Hi,

>> How about just cvent.com? I've uploaded the headers from one FP here:
>> http://pastebin.com/UDuDcp4F
>
> How would another RBL handle a company that I have personally received
> evidence of spamming even if it causes FPs?

Apparently none of the other RBLs consider it spam.

I've asked the list a few times before about similar companies, such
as verticalresponse.com, which are also mass e-marketers, and I doubt
very much whether all recipients have signed up for their
"newsletters" or "webinars".

There wasn't really any consensus on the list for this sender either.
I've left them off my blacklist for now, despite seeing messages
pertaining to "hair care" and gutter cleaning from their customers.
They're also not on any public blocklists.

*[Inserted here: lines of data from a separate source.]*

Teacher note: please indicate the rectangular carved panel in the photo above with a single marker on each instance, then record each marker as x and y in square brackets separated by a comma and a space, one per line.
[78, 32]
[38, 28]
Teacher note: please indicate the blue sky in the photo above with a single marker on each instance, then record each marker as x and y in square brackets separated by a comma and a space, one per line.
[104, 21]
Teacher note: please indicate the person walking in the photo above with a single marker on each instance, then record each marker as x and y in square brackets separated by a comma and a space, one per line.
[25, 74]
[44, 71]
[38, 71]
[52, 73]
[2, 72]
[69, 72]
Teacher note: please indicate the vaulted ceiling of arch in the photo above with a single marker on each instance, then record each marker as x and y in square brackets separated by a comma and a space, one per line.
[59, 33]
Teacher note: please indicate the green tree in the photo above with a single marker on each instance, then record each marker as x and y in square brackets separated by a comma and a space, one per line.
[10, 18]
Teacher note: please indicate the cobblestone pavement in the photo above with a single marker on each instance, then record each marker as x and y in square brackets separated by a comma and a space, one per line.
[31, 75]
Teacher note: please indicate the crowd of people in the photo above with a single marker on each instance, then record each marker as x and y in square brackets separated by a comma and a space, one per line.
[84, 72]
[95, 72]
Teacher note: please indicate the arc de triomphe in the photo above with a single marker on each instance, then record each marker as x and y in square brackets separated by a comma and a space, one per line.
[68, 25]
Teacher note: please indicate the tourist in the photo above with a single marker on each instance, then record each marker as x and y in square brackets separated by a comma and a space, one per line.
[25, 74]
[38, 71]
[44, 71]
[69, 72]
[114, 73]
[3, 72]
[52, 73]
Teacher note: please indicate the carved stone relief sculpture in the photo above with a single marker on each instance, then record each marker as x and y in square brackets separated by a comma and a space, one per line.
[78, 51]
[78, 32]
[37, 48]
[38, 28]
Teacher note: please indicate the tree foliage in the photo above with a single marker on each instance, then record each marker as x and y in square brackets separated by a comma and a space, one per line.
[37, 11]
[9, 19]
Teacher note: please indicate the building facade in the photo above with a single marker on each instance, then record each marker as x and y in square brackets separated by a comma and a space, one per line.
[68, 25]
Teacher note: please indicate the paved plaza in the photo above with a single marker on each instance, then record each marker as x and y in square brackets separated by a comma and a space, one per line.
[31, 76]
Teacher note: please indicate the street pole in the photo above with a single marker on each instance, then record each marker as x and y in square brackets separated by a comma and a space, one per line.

>> Somehow I forgot this was your RBL. How many entries are on it?
>
> Approximately 1700 for the past 30 days.

How many of those are now on the dbl or zen?

> I agree it has collateral damage.  You can explain to them that the emails
> can be found marked as spam because the company running the events are
> spammers is my main response.  And searching more about cvent.com just makes
> me question their practices and others (such as
> http://www.pissedconsumer.com/reviews-by-company/cvent.html) have confirmed
> what I have seen which is harvesting of Whois data and spamming it.

Yeah, I saw that too. Their response to me would be to figure out a
way to only let their legitimate stuff through. I could probably also
make some noise to get a contact there through my customer, but it
would probably only lead to lip service. I'd never be able to get them
to switch providers, and as we've seen with verticalresponse, the
alternatives have issues too.

>> With a poison pill attitude towards them, wouldn't it just be better
>> to reject them outright?
>
> I don't use any RBLs for rejection, only for scoring.

I just figured that since it's immediately being dropped, perhaps
sending them a bounce would help to control the number you receive
from them, if not just firewall their block outright.

> The RBL is built out of a manually-reviewed corpora of complaints that I
> cull together from users.  The scores reflect that it's seen and approved as
> being consistent with a spammer.  And cvent.com isn't a FP because I've
> personally review the corpora entry and it's not only scraped, they also

That's because you don't do business with them, so anything received
is unsolicited. In my case, corporate communications are actually
being blocked.

I'm going to keep a closer eye on them, and manually inspect more of
their mail to figure out what to do next.